The License Game
Not long ago, getting a license plate for your car was a simple matter of standing in a long line at the Registry of Motor Vehicles, and then exchanging a check for a standard, government-issue plate. With plain numbers and letters, and the Massachusetts tagline, the plates wouldn’t win any design awards–but that seemed to be the point. You could make your personal statements with bumper stickers or alma mater decals. The license plate was meant to be a generic identifier in the event your auto became involved in a serious matter, such as speeding away from a just-robbed bank.
But that was then. In recent years creative thinking has hit the state bureaucracy–with a vengeance. Designer license plates were born, and are now proliferating.
It started with the best of intentions. Why not offer drivers a premium plate and use the extra money to support a good cause? The Legislature liked the idea. So, in 1991 a special plate was designed as a tribute to the Springfield-based Basketball Hall of Fame.
Now it’s become an annual event in the Legislature to see which charitable groups are well connected enough to get a license plate bill passed. The portion of the proceeds for specialty plates that goes to the beneficiary group is typically between $25-$40 per plate.
Eager to recognize senior citizens or their local Lions Club, lawmakers introduce more than 100 custom-made-plate bills each year. When the measures languish and eventually die in the Public Safety Committee, as most do, their sponsors often reintroduce them during the next session. In an effort to bypass the Public Safety Committee, which frowns upon most of these measures, a plate patron may try to tack his or her bill onto the gargantuan budget bill. Just try telling dog lovers or members of the Lincoln Sailing Center (actual proposals) that they don’t deserve a plate of their own!

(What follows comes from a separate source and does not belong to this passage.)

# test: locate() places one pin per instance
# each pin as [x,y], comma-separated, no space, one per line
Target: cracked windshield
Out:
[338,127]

“The issue is a headache for anybody who has to touch it,” says Mark Finnegan, legislative director for the Joint Committee on Public Safety, which has jurisdiction over an ever-growing number of plate proposals on Beacon Hill. As a result, Rep. Paul E. Caron, D-Springfield, the committee’s former House Chairman, proposed guidelines that would require groups lobbying for their own plate to produce a list of 1,000 or more prospective buyers before the Legislature would be allowed to approve the plate. Caron believes that would discourage lawmakers from introducing bills that have a narrow appeal.
The Registry of Motor Vehicles has the power to issue specialty plates but has left the task–a “political hot potato,” according to Registry spokesman Aubrey Haznar–up to the Legislature.
The Registry and law enforcement officials complain the plates cause administrative problems and confuse police officers because the same number can appear on different plates. Moreover, Massachusetts already offers more than 100 different designations on its standard plates, available to everyone from county commissioners to doctors.
But it looks like there are more specialty plates on the drawing boards.A pro-child-care plate pushed vigorously by former Speaker of the House Charles Flaherty, and a Western Massachusetts plate, temporarily fell victim to bickering between House and Senate conferees before they were finally approved late last year. A University of Massachusetts plate came close to the finish line but got hung up. The sticking point? If UMass got a plate, Northeastern University wanted one too.